Cerebral metastases
Cerebral metastases account for approximately 25-50 % of intracranial tumours in hospitalised patients. In many instances the brain is a reservoir of disease when systemic disease is under control, largely due to the blood brain barrier reducing the efficacy of many systemic chemotherapeutic agents.
Epidemiology
The true incidence of brain metastases is unknown, but recent estimates are as high as 200,000 cases per year in the United States alone 1.
80% of brain metastases can be accounted for by five primary tumours 2 :
- lung cancer
- breast cancer
- melanoma
- renal cell carcinoma
- gastrointestinal tract adenocarcinomas (the majority colorectal carcinoma)
A population-based study of 169,444 cancer patients from 1973 to 2001 in Detroit revealed that overall, 10% of patients diagnosed with one of these five primaries went on to develop brain metastases. Specifically, 19.9% of lung cancers, 6.9% of melanomas, 6.5% of renal cancers, 5.1% of breast cancers and 1.8% of colorectal cancers metastasized to the brain 3.

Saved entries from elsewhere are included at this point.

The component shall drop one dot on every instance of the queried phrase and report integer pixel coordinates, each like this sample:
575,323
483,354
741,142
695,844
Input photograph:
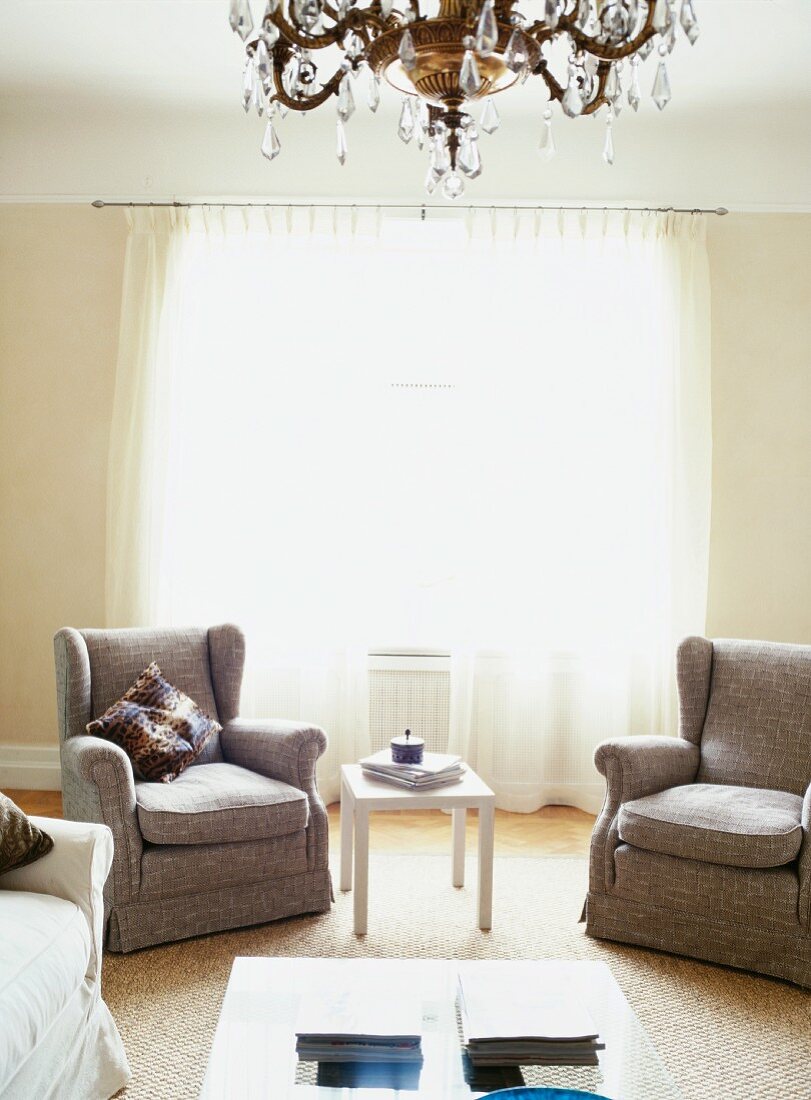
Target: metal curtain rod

Parenchymal blood flow is an important determinant of the distribution of metastases. 80% of metastases localize to the cerebral hemispheres, 15% localize to the cerebellum and 3% localize to the basal ganglia. Often these tumours can be found at the gray/white matter junction.

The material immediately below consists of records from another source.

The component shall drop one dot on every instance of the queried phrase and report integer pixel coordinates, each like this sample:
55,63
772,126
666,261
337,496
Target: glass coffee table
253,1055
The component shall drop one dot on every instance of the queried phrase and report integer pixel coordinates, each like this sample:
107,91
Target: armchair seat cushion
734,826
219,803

Clinical presentation and prognosis
These patients can commonly present with headaches, seizures, mental status alterations, ataxia, nausea and vomiting and visual disturbances. However, 10% of patients may be asymptomatic.
Pathology
Gross appearance
Typically metastases are relatively well demarcated from the surrounding parenchyma and usually there is a zone of peritumoural oedema out of proportion with the tumour size.
Microscopic appearance
Typically well-demarcated with the exception of melanoma metastases. Their histological appearance will of course depend on the primary tumour.
Radiographic features
There is a great deal of variability in the appearance of these tumours, however some generalizations can be made. It should also be noted that although we tend to think of cerebral metastases as being multiple, approximately 50% are seemingly solitary at diagnosis and in a minority of cases no known or identifiable malignancy is present 4.
CT
On precontrast imaging the mass may be iso to hypodense, surrounded by variable amounts of vasogenic oedema.

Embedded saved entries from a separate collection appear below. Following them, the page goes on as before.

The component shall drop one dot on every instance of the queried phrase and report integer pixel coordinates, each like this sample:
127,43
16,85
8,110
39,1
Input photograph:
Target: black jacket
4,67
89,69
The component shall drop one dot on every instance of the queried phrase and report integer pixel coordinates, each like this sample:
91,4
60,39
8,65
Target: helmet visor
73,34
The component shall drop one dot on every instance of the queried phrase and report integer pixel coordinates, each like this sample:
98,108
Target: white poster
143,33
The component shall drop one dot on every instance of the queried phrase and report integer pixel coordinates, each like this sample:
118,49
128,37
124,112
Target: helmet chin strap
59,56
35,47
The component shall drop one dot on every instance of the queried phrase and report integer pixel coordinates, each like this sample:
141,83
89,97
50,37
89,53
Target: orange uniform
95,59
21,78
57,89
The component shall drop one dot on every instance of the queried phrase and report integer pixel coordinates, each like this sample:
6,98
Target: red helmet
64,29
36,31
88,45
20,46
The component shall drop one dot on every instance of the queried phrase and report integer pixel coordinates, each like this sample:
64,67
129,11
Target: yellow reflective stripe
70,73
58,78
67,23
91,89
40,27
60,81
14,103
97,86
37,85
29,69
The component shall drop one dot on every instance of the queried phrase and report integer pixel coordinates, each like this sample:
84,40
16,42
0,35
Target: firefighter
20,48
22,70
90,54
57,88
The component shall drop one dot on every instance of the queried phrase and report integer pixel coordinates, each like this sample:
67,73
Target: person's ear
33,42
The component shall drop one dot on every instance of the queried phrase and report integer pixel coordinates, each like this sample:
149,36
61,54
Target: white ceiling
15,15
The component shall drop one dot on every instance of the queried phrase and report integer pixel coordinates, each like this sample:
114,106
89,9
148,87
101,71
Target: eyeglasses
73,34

Following administration of contrast, enhancement is also variable and can be intense, punctate, nodular or ring-enhancing if the tumour has out grown it's blood supply.
MRI
-
T1
- typically iso to hypointense
- if haemorrhagic may have intrinsic high signal
- melanoma metastases also hyperintense due to the paramagnetic properties of melanin
- enhancement pattern can be uniform, punctate, or ring-enhancing, but it is usually intense. Delayed sequences may show additional lesions, therefore contrast-enchance MR is the current standard for small metastases detection.
-
T2
- typically hyperintense
- haemorrhage may alter this
- FLAIR - typically hyperintense with hyperintense peri-tumoural oedema
-
MR spectroscopy :
- intratumoural choline peak with no choline elevation in the peritumoural oedema
- any tumour necrosis results in a lipid peak.
- NAA depleted
- DWI - oedema is out of proportion with tumour size and appears dark on trace-weighted DWI.
Nuclear medicine
FDG PET : Generally considered the best imaging tool for metastases. However it can only detect mets up to 1.5 cm in size, therefore contrast MRI remains the gold standard to rule out small mets. Lung, breast, colorectal, head and neck, melanoma and thyroid mets are usually hypermetabolic. Mucinous adenocarcinoma and RCC are typically hypometabolic and gliomas and lymphomas are variable. Any central hypometabolism indicates necrosis.
Treatment and prognosis
Symptomatic - Corticosteroids are given to limit the effects of peritumoural edema. Hyperosmolar agents (eg mannitol) can be given to decrease ICP and anticonvulsants are given to prevent seizures. Recently, methylphenidate and donepezil have been used to improve cognition, mood and quality of life.
Therapeutic : Radiation (whole brain external beam or stereotactic for smaller masses), chemotherapy and surgical resection are done to prolong survival and palliate symptoms. Other than germ cell tumours, leukemias and lymphomas, palliation is the rule and curative therapy is the subject of case reports.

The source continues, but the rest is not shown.